A Big Green Ray of Hope

It wasn’t that long ago that the green economy was seen as an outlier.  Traditionalists were banking on the rebuild of established sectors like automotive and finance.  The green economy was readily dismissed as tiny and although it might one day be important, that day was far off in the future.  Well, the future is here my friends.  Since 2009, I’ve been tracking the growth of the global green economy through the Green Transition Scoreboard®.  Every six months, I hunt for the best research to quantify private investments in the following sectors - Renewable Energy, Efficiency, Green Construction, Green Research & Development, and Cleantech.  Back in 2009, research was scarce and I had to scrounge for numbers.  Now, I’m finding robust numbers from some of the most respectable market research firms.  My initial finding of $1.4 trillion has blossomed into a massive $5.2 trillion.  Read the latest press release here.

Now before you get too excited, it’s important to understand that this is an aggregate figure (meaning that $5.2 trillion is the total amount invested since 2007).  The annual amount for 2012 was closer to $1 trillion.  How much is a trillion dollars?  Here’s a little video that quantifies it:

Now except for R&D and Cleantech (the smallest categories) these investments are in the form of capital expenditures (usually called capex).  Capex are investments in a large asset (like a factory or a solar farm) that will start generating revenue once it’s built.  What’s cool is that we can compare capex in the green economy (about $850 billion) to other capex benchmarks, and get a pretty good sense of how it’s stacking up.  
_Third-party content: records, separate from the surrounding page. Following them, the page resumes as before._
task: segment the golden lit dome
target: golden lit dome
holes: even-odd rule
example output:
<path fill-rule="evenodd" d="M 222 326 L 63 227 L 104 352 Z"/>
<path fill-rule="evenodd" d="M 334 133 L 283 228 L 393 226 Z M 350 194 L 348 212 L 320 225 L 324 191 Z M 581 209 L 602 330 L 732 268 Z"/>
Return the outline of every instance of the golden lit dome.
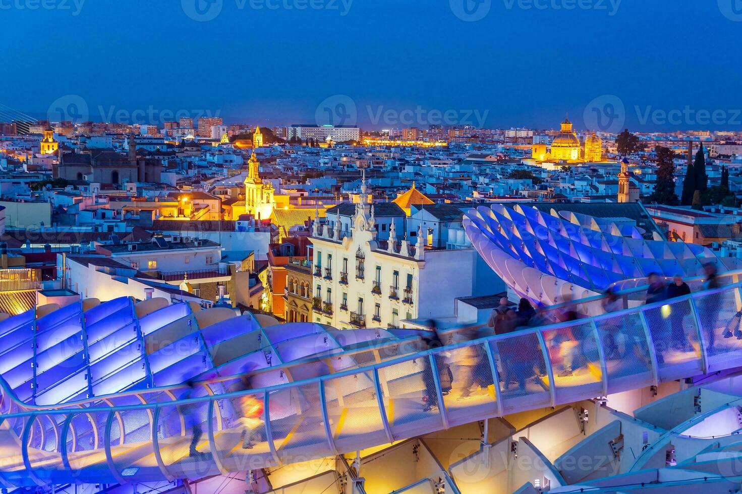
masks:
<path fill-rule="evenodd" d="M 404 211 L 407 216 L 410 216 L 413 205 L 420 205 L 421 204 L 434 204 L 428 199 L 424 194 L 417 190 L 415 182 L 413 182 L 413 188 L 404 194 L 400 194 L 396 199 L 392 201 L 399 208 Z"/>

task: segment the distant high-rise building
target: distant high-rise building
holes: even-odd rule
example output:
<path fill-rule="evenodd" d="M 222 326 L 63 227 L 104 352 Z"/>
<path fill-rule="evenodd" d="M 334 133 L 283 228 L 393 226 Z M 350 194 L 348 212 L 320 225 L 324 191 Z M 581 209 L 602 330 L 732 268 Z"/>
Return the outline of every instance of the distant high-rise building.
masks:
<path fill-rule="evenodd" d="M 326 142 L 332 137 L 335 142 L 358 141 L 361 139 L 361 129 L 351 125 L 294 125 L 289 128 L 289 139 L 298 137 L 303 141 L 313 139 L 318 142 Z"/>
<path fill-rule="evenodd" d="M 18 132 L 15 122 L 0 123 L 0 135 L 15 136 Z"/>
<path fill-rule="evenodd" d="M 223 123 L 220 116 L 202 116 L 198 119 L 199 137 L 211 137 L 211 127 Z"/>
<path fill-rule="evenodd" d="M 417 127 L 411 127 L 402 131 L 402 139 L 407 141 L 418 141 L 421 135 L 421 131 Z"/>

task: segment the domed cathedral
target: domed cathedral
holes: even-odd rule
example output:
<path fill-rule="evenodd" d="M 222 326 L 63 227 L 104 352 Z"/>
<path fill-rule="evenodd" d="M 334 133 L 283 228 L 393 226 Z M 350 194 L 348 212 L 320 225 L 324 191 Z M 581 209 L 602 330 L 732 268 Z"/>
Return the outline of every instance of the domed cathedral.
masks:
<path fill-rule="evenodd" d="M 576 163 L 582 156 L 582 146 L 577 134 L 572 130 L 572 122 L 565 118 L 562 129 L 554 136 L 551 148 L 545 144 L 534 144 L 531 148 L 531 157 L 538 163 L 566 162 Z"/>
<path fill-rule="evenodd" d="M 575 162 L 580 159 L 582 146 L 577 134 L 572 130 L 572 122 L 565 118 L 562 131 L 551 142 L 551 159 L 556 161 Z"/>
<path fill-rule="evenodd" d="M 603 161 L 603 139 L 594 131 L 585 138 L 585 161 L 590 163 Z"/>

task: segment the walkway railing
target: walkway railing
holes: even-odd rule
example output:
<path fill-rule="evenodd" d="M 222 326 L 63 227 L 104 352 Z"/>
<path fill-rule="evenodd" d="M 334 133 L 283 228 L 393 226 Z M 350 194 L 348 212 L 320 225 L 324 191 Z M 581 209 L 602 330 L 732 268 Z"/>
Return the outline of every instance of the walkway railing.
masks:
<path fill-rule="evenodd" d="M 24 409 L 4 388 L 0 482 L 145 481 L 254 470 L 737 368 L 741 288 L 240 392 L 40 410 Z"/>

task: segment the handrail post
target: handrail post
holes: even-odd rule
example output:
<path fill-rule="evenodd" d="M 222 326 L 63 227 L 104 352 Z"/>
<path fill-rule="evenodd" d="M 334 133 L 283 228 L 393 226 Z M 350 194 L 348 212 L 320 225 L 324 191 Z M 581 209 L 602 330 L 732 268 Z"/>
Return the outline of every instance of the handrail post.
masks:
<path fill-rule="evenodd" d="M 649 331 L 649 324 L 647 323 L 647 317 L 644 314 L 643 309 L 639 309 L 639 319 L 641 320 L 642 326 L 644 326 L 644 334 L 647 337 L 647 348 L 649 350 L 649 360 L 651 364 L 652 379 L 654 380 L 654 386 L 657 386 L 660 383 L 660 365 L 657 361 L 654 340 L 651 337 L 651 332 Z"/>
<path fill-rule="evenodd" d="M 438 411 L 440 412 L 441 419 L 443 421 L 443 428 L 448 430 L 448 412 L 446 410 L 446 404 L 443 402 L 443 389 L 441 387 L 441 376 L 438 373 L 438 363 L 436 362 L 436 354 L 428 354 L 427 358 L 430 364 L 430 372 L 433 372 L 433 382 L 436 386 L 436 395 L 438 398 Z M 424 370 L 423 372 L 424 372 Z"/>
<path fill-rule="evenodd" d="M 327 398 L 325 396 L 324 380 L 320 379 L 317 385 L 320 391 L 320 409 L 322 412 L 322 422 L 324 424 L 325 435 L 327 436 L 327 445 L 329 450 L 335 456 L 338 455 L 338 449 L 335 447 L 335 439 L 332 437 L 332 429 L 329 427 L 329 417 L 327 416 Z M 338 392 L 340 390 L 338 389 Z"/>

We’ll start with a little national context.  Total 2012 capex in Canada was $391 billion.  So the world invested more than twice as much in the green economy than all of Canada’s sectors did combined.  Not bad!  How about the USA?  Their 2011 capex was a total of $1.15 trillion.  The green economy has a little bit of work to do before it outgrows capital expenditures in the entire United States of America, but I’m pretty sure we’ll get there!

Although the green economy is made up of several sectors, we can still hold it up to more traditional sectors to compare how much is being invested.  The global mining sector accounted for $140 billion in capex during 2012, although that is expected to cool somewhat dramatically in 2013.  

Finally, capex in the Oil & Gas sector was about a trillion dollars in 2012.  Now this is a little scary because it means that investors are still investing heavily in exploration and production of fossil fuels.  Most of this activity is happening in deep ocean waters or is labeled ‘unconventional’, meaning that its investments in shale gas (accessible by fracking), and oil sands development.  I don't think this is very smart, considering the unburnable carbon theory that everyone is talking about.  If we’re serious about tackling climate change, then we’ll have to leave about two-thirds of existing fossil fuel reserves in the ground.  So why bother spending a trillion dollars a year finding new ones?

All of this is to say green sectors are now a huge part of our economy.  Economists and politicians who continue to ignore them are out of their mind.  These sectors represent an opportunity to grow our economy, create meaningful employment, and reduce pollution.  At the same time, this research shows that we are well on the path to meet the International Energy Agency’s goals to ensure that global temperatures won’t exceed a 2 degrees Celsius increase.  These figures reinforce our initial estimate that we’ll need a total of $10 trillion of private investments before 2020.  We’re halfway there with 5 years to go!